Müfredat hazırlıklarının kimler tarafından yapıldığı ve nasıl geliştirildiği, hangi komisyonların ve kurumların (dernek, vakıf vb) bu komisyonlarda görev aldığı, programı geliştiren bireylerin yetkinlikleri ve uzmanlık alanlarının ne olduğu kamuoyu ile açık olarak paylaşılmamıştır. Müfredat değişiklik sürecinin kamuoyuna açık ve şeffaf şekilde yürütülmemiş olması yeni müfredata yönelik tepkilerin haklılığını ortaya koymaktadır.

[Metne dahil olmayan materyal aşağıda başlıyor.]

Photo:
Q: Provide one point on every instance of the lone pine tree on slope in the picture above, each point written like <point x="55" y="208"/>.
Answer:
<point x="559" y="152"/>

Normal koşullarda müfredat değişikliklerinin içeriğinin ne olacağı, nasıl bir değişiklik önerildiğinin bütün yönleriyle, bilim insanları, eğitim bilimciler ve eğitim sendikalarının görüşleri alınarak, çeşitli yönleriyle tartışılarak belirlenmesi gerekir. Ancak MEB, ülkenin bugünü ve geleceğini yakından ilgilendiren böylesine önemli bir konuda ‘yangından mal kaçırır gibi’ hareket etmiştir. Hazırlıklarının on yıl sürdüğü açıklanan müfredat değişiklikleri için sadece bir hafta değerlendirme süresi belirlenmiş, eleştiri ve öneriler dikkate alınmadan değişiklikler onaylanmıştır.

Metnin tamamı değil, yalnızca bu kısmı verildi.